Je crois que la musique est toujours à l’origine dans mes projets. Ici par exemple, j’avais tout une série de chansons de Léo Ferré que j’avais envie d’entendre, parce qu’elles donnaient un éclairage à ce que j’avais envie de dire. Avant d’écrire une ligne de scénario, j’ai pensé à mettre la chanson « L’Age d’or ».

C’est juste une évidence dans ma manière de faire des films. La chanson, la danse, pour moi ça fait partie du spectacle au cinéma, c’est un procédé qui coule de source. Une scène chantée permet d’intensifier l’émotion, lui donnant une sorte d’écrin dans laquelle elle va s’épanouir. Ça permet aussi une sorte de distance tout en restant ludique.

Et puis ça apporte du souffle au récit. J’aime l’idée d’une parenthèse où on suspend l’action, c’est comme un chœur antique qui viendrait donner un nouvel éclairage à l’histoire.

Moi quand je regarde un film, si il y a un intermède musical, je suis toujours très ému.
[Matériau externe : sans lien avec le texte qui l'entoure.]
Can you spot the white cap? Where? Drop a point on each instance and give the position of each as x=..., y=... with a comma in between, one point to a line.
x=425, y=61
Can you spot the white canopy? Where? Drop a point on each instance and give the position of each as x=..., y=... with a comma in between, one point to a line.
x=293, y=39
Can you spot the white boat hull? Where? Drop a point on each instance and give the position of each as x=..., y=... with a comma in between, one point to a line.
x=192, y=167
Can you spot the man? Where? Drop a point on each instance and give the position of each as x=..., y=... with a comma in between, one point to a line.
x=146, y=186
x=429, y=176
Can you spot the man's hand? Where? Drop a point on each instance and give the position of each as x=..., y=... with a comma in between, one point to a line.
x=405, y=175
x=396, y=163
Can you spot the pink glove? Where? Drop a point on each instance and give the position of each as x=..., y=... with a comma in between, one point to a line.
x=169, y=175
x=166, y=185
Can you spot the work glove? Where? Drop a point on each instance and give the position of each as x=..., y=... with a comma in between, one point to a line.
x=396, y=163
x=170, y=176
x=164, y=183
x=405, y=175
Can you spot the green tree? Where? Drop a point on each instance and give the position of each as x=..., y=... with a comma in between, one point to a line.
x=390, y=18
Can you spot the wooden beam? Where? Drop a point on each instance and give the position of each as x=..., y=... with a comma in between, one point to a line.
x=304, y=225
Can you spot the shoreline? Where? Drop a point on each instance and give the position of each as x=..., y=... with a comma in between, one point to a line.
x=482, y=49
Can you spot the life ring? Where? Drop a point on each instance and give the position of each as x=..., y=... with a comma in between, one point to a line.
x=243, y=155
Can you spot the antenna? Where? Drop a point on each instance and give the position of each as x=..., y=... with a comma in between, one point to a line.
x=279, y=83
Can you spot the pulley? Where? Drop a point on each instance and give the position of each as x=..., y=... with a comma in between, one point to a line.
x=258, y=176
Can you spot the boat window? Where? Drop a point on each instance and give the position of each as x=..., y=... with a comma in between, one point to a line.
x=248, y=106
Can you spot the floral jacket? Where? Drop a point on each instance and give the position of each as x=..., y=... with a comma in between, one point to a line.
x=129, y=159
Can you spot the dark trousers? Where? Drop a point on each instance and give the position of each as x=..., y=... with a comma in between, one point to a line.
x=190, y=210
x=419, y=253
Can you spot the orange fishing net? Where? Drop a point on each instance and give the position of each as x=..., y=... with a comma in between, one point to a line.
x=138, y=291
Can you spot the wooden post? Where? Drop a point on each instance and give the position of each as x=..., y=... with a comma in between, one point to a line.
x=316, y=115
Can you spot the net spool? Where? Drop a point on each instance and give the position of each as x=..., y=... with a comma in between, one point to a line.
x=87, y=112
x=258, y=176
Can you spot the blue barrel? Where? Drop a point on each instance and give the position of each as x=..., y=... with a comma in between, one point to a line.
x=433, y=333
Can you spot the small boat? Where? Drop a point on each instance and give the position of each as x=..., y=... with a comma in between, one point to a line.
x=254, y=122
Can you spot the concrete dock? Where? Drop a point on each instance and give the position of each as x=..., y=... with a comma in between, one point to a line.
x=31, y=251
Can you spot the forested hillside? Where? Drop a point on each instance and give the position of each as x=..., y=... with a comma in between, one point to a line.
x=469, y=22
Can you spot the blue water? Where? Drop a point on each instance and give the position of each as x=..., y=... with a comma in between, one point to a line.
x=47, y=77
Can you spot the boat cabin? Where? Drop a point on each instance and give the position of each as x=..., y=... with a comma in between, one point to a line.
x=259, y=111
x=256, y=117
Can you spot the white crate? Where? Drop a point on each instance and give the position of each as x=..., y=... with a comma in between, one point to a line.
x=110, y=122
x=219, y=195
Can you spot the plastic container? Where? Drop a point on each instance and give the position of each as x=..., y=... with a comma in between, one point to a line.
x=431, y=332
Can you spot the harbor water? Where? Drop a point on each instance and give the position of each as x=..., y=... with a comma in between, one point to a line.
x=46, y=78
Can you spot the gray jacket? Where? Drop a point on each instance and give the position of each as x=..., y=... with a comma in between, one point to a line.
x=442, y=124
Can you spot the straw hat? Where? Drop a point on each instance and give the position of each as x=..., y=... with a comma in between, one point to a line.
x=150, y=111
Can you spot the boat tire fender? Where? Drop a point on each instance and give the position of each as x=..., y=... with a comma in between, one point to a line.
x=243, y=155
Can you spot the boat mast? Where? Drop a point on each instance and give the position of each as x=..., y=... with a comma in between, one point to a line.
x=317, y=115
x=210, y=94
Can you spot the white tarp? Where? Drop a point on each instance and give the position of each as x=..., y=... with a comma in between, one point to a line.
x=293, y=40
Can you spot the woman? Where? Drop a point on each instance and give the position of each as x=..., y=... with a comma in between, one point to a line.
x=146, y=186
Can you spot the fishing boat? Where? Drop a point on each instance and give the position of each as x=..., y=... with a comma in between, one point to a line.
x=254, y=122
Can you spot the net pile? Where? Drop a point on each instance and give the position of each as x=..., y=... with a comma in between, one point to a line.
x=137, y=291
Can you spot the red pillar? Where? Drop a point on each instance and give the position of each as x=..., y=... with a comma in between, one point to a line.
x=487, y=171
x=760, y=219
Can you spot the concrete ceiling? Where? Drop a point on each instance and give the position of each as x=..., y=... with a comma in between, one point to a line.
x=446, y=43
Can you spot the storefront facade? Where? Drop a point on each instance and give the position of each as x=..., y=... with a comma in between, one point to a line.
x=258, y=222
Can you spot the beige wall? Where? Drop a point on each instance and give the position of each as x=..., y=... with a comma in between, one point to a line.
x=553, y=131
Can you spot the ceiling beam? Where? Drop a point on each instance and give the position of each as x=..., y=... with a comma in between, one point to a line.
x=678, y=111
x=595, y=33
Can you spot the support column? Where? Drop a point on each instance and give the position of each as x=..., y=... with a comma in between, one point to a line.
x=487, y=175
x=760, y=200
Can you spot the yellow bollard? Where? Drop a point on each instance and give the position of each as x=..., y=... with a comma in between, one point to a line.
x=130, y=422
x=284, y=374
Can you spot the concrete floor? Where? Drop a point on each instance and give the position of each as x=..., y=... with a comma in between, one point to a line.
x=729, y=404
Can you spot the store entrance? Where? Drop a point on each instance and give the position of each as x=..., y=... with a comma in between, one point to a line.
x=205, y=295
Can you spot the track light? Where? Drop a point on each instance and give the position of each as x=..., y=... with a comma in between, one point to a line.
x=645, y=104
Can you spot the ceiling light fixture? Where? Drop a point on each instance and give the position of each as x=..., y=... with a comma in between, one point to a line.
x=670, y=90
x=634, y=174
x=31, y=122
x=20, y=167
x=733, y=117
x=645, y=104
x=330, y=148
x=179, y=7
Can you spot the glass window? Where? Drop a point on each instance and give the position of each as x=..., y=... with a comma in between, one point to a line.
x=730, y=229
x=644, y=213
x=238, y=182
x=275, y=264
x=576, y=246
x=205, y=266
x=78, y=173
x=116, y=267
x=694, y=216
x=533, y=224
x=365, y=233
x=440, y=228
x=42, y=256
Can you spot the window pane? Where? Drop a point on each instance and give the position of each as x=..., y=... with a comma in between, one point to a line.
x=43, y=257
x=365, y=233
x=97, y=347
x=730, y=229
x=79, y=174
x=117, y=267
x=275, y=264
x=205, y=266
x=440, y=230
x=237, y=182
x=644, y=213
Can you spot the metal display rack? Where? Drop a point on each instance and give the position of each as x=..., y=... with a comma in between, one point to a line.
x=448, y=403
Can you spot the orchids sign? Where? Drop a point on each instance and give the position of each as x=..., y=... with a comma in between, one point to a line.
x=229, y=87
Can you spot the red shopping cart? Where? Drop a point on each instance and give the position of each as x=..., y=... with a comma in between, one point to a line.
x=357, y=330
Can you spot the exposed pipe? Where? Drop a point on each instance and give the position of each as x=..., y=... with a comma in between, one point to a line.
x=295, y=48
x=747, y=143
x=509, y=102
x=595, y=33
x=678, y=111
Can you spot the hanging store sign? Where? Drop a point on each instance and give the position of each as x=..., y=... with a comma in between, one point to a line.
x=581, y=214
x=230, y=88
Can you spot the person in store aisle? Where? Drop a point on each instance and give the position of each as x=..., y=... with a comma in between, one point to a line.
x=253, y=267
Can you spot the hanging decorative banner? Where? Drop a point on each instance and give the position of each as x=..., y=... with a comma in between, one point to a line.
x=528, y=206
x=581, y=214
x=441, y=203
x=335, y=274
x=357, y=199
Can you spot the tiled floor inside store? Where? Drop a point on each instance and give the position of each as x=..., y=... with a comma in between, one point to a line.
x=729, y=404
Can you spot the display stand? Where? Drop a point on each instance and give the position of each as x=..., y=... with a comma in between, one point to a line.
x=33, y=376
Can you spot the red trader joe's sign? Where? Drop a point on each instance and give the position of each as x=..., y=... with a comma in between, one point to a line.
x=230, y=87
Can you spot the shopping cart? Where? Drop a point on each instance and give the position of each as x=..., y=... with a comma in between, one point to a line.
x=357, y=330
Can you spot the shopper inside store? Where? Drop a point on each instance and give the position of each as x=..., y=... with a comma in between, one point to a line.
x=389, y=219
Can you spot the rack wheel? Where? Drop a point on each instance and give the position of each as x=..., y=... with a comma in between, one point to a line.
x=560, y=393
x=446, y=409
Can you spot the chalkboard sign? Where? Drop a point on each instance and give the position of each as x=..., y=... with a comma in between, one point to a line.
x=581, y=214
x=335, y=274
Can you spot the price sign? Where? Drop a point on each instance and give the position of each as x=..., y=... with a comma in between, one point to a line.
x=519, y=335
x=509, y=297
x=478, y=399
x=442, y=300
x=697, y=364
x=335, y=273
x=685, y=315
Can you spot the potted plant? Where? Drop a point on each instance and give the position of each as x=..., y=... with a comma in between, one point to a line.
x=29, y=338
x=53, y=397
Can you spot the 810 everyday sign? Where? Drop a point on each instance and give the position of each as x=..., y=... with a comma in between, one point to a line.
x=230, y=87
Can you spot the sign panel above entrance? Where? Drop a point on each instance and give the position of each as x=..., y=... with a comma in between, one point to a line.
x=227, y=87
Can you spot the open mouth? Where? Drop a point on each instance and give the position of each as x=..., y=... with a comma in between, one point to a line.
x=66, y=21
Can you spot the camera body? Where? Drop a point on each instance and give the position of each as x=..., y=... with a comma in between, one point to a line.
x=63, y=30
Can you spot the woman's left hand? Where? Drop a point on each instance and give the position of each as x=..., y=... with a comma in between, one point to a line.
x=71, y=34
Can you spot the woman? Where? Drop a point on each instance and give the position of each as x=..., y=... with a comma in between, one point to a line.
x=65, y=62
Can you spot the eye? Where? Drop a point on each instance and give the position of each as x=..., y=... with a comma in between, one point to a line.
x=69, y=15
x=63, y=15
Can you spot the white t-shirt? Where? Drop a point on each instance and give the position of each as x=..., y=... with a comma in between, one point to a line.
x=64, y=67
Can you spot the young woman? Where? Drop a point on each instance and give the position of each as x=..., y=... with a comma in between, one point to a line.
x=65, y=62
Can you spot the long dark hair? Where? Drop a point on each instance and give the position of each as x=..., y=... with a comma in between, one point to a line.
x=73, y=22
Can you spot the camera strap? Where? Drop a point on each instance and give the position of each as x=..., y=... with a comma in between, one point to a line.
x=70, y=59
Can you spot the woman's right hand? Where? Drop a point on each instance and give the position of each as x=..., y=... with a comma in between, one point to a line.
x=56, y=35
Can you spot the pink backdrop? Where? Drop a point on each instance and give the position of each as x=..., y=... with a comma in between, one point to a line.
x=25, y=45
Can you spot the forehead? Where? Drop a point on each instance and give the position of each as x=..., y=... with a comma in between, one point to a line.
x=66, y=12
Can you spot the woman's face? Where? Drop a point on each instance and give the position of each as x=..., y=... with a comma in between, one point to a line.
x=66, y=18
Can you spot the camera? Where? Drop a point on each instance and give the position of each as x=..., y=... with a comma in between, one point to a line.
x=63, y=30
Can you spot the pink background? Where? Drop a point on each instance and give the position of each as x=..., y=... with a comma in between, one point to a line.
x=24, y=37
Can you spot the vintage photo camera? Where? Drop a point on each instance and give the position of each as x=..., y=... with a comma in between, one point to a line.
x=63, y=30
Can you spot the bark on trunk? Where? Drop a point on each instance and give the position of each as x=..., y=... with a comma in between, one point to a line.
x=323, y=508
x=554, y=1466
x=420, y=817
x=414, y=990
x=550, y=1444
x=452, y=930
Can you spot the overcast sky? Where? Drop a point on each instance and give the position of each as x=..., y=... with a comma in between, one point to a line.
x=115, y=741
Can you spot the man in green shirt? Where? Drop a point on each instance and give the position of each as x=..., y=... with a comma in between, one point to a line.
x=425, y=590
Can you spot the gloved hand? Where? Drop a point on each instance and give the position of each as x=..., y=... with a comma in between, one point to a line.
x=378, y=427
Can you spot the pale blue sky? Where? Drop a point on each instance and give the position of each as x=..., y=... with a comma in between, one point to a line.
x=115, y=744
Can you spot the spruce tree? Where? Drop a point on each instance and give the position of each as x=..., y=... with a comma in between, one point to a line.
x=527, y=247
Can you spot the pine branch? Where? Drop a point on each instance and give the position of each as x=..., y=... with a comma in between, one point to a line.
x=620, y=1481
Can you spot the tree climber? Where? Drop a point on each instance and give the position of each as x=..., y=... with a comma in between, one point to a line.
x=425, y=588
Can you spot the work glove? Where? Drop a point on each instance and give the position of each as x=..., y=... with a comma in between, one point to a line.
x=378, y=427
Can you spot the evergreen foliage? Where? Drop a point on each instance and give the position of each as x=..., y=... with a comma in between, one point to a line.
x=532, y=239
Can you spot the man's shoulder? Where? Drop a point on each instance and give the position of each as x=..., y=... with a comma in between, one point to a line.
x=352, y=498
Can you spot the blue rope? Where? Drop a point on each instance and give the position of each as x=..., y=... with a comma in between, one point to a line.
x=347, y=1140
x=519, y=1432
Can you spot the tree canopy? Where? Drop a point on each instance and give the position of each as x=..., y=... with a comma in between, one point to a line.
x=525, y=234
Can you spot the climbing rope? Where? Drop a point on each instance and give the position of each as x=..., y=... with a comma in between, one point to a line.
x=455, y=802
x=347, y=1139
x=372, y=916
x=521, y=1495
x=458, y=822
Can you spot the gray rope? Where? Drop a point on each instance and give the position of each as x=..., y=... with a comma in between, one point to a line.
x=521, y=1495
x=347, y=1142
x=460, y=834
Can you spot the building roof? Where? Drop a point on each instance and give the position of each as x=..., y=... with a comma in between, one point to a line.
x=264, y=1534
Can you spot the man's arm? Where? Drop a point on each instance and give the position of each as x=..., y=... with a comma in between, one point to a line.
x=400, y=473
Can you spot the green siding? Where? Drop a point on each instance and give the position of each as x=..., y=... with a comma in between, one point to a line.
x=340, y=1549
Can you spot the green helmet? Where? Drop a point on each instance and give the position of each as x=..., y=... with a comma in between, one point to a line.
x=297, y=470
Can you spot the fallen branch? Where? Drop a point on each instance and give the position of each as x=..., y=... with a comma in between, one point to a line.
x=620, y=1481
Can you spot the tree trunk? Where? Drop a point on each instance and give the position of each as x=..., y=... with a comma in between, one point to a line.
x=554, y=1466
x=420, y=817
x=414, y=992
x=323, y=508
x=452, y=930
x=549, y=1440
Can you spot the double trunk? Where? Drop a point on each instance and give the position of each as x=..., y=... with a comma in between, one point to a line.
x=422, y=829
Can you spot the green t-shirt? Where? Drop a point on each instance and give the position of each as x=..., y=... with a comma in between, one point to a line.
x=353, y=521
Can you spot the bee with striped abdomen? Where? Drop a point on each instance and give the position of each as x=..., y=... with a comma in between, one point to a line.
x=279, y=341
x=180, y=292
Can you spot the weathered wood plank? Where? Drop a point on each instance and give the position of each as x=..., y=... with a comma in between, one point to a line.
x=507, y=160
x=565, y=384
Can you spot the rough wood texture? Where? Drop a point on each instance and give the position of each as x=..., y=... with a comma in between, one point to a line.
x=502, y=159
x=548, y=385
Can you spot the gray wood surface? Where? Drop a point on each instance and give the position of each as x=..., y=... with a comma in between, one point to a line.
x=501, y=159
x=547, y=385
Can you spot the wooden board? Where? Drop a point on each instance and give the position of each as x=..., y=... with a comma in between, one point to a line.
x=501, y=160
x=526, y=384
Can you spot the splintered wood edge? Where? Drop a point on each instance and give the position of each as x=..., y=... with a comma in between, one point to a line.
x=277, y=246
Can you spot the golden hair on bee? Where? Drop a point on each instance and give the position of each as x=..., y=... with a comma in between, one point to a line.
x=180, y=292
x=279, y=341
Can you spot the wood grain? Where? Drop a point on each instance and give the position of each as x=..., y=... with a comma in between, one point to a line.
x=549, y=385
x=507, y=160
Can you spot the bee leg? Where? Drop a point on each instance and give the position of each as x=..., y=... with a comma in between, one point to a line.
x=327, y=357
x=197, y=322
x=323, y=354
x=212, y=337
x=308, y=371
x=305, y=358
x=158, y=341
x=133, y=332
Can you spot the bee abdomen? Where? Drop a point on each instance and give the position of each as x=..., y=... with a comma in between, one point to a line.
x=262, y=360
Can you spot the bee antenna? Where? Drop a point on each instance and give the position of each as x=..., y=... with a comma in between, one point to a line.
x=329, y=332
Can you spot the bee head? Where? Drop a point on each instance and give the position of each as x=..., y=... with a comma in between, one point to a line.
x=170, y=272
Ensuite, dans ce film ça agit parfois par contraste, comme à la fin du débat. On était dans une scène presque naturaliste et on passe sans transition à un ton totalement artificiel. Le cinéma permet ce genre de cassure ! Il y a une forme de recul, d’ironie dans la scène, qui à la fois, donne à sourire et distille aussi quelque chose de sinistre, qu’on a intensifié à l’étalonnage. C’est cette ambivalence qui m’intéresse.

Pour la chorégraphie, c’est une manière de raconter ces personnages faisant la fête en stylisant leur état intérieur.

Et puis cela se prête à un film de groupe, moi ça me donne envie de faire des farandoles.

Mais ce n’est pas quelque chose de sucré qui adoucit, ce sont plutôt des moments qui viennent mettre en valeur le tragique.

Mais c’est aussi une manière d’ancrer le film dans le spectacle, d’assumer sa valeur de divertissement. Même si les thèmes traités sont sérieux, c’est un film très accessible qui cherche à toucher chacun de nous. Et c’est aussi pour ça que le ton du film passe par celui de la comédie.